Рассказ кончается следующей сценой: «К дому, где жили Колдуновы, автомобиль подъехал со стороны площади. Там собралась толпа, и только с помощью упорных трубных угроз [плохо] автомобилю удалось протиснуться [тоже плохо, автомобиль не прохожий, тут должно было стоять „проехать“ или „подъехать“]. Около фонтана, на стуле, сидела жена Колдунова, весь лоб и левая часть лица были в блестящей крови, слиплись волосы, она сидела совершенно прямо и неподвижно, окруженная любопытными, а рядом с ней, тоже неподвижно, стоял ее мальчик в окровавленной рубашке, прикрывая лицо кулаком… Полицейский, принявший Лика за врача, провел его в комнату. Среди осколков, на полу навзничь лежал обезображенный выстрелом в рот, широко раскинув ноги в новых белых…
— Это мои, — сказал Лик по-французски».
Конец рассказа хорош, хотя и не без картинного позерства автора-престидижитатора.
Чувствуется торжество мастера… умело завершившего литературную жизнь в тексте двух неприятных ему героев.
Нет… скорее нашедшего изящное решение для шахматной задачи.
Вокруг Носа Гоголя
Россия, Петербург, снега, подлецы…
(Гоголь — Жуковскому)
Гоголь. Уникальное сочетание: гомерически смешно и жутко, и абсурдно.
Сам бы не смог — хавронья-матушка помогла, Россия. Прижала так своим свинцовым брюхом, что алмазы посыпались.

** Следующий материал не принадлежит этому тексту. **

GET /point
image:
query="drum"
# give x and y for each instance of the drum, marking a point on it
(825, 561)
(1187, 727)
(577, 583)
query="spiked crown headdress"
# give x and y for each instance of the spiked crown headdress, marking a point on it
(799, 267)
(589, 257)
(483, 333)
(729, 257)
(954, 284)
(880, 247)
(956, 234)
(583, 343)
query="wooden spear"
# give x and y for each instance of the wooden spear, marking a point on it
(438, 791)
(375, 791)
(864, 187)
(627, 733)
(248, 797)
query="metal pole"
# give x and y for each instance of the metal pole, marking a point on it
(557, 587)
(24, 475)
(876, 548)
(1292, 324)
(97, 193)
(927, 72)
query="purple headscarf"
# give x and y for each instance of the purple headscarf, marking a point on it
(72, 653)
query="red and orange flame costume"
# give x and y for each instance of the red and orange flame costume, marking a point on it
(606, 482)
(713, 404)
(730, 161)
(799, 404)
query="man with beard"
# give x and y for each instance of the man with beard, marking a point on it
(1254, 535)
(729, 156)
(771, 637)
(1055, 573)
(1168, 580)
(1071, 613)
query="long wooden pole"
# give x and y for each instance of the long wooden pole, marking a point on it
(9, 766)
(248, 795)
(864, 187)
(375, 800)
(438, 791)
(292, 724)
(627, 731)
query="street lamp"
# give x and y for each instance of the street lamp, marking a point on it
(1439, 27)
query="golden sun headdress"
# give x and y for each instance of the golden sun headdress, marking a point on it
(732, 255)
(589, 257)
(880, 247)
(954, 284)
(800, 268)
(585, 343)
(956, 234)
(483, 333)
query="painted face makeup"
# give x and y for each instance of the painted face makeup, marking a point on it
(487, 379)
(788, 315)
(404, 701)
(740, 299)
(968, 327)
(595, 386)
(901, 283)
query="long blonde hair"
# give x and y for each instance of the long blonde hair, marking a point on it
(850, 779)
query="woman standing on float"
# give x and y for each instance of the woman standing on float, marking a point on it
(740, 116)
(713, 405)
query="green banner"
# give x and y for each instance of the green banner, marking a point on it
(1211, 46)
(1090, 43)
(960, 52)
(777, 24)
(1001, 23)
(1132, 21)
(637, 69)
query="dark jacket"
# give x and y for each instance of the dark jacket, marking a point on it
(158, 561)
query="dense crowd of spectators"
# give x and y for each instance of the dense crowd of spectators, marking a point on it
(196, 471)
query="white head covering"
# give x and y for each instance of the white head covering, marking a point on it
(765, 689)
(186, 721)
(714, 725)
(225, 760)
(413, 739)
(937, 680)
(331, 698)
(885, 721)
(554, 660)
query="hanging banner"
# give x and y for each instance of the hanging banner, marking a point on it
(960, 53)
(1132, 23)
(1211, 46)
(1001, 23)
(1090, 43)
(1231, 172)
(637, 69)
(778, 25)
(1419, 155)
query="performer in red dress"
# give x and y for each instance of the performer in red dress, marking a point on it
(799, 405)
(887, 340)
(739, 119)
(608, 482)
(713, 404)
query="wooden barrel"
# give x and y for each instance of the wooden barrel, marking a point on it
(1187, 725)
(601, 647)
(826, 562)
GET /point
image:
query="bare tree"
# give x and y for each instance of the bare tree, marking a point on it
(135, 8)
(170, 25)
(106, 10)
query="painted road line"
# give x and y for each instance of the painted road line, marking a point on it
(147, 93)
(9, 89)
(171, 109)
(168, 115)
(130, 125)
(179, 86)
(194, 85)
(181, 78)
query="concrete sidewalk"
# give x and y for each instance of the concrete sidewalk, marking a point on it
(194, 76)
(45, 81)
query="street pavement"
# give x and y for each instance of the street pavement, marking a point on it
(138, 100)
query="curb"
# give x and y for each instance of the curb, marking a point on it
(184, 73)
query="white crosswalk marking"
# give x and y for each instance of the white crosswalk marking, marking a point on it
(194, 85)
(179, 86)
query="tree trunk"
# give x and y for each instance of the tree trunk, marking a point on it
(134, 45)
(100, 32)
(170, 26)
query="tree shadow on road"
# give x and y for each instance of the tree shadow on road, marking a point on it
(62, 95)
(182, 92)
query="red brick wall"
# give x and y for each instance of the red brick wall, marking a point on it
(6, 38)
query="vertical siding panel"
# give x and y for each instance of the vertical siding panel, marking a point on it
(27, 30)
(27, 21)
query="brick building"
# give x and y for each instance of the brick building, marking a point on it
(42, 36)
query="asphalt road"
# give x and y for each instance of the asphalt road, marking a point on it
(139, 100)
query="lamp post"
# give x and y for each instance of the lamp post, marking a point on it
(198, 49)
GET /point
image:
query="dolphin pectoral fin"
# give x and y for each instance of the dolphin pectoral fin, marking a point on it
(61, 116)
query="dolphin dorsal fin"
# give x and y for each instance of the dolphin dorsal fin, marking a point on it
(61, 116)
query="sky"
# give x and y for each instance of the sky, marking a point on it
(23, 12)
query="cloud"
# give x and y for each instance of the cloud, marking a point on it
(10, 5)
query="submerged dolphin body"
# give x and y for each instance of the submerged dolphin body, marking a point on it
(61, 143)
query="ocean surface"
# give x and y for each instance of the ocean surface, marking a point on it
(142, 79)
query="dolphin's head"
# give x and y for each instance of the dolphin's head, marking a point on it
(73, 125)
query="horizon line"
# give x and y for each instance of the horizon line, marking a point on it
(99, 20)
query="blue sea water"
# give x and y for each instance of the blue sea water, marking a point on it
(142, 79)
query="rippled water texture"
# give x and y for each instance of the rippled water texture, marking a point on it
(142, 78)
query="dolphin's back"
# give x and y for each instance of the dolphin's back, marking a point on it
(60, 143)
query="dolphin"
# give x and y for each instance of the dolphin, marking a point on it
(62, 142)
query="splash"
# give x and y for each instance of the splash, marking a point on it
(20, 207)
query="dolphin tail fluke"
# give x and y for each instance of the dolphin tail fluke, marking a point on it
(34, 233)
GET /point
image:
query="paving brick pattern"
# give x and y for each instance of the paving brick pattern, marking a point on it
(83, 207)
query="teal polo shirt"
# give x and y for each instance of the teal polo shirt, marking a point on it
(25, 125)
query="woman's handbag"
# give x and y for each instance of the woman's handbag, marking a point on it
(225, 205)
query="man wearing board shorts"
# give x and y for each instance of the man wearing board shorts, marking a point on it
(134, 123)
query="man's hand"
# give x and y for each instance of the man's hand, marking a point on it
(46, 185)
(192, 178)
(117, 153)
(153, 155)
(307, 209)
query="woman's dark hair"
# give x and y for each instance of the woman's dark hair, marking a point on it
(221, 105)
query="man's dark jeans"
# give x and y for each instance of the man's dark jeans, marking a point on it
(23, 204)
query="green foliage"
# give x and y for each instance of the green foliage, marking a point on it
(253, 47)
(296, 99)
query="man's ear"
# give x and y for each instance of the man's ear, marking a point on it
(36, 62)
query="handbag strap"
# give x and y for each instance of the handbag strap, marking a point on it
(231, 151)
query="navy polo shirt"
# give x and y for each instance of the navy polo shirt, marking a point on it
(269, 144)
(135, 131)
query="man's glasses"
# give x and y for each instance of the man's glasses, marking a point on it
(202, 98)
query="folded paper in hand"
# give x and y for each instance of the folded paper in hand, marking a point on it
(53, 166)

Лирические отступления и описания природы пропускал в детстве, пропускаю и сейчас. Отступать-то некуда. Леса или реки не предметы для лирики, а часть страшного биологического мира — из леса доносится стон растений, от реки несет тухлой рыбой и гнильем.
Не люблю и «Выбранные места из переписки с друзьями». Что думает и что проповедует писатель Гоголь — не интересно. Интересно посмотреть, какие картинки дома у Собакевича на стенах висят.
…
Гоголь был болезненным ребенком.
Сильно страдал от золотухи.
Из ушей у него текло.
Взрослый Гоголь уверял своих друзей, что он никогда не потеет и что желудок его вверх ногами.
Одноклассники звали его — таинственный карла.
…
Когда представление гостей кончилось, Юзефович… просил его сесть откушать, но Гоголь, взглянув на закуски и на чай, сделал брюзгливую гримасу, еще брюзгливее посмотрел на своих почитателей и закрыл глаза рукой, брюзгливо глянув в сторону заходящего солнца.
(Ясинский со слов Михольского)
Доктор мой отыскал во мне признаки ипохондрии, происходившей от геморроид, и советовал мне развлекать себя…
(Гоголь — Жуковскому)
…
Почти все известные нам сочинения Гоголя (кроме очевидных исключений) — плоды развлечения самого себя. Это и есть настоящая литература. От ипохондрии помогает. И от геморроя. Все остальное — пропаганда или коммерция.
…
Они задавили корою своей земности, ничтожного самодоволия высокое назначение человека. И между этими существователями я должен пресмыкаться…
(Гоголь — Высоцкому)
Так чувствовал себя Гоголь среди людей. Не только в Нежине, везде. Всю жизнь.
О Петербурге он высказывается в том же духе: «Никакой дух не блестит в народе… все погрязло в бездельных, ничтожных трудах, в которых бесплодно издерживается жизнь их…»
Романтик! Как будто где-либо, когда-либо люди жили иначе.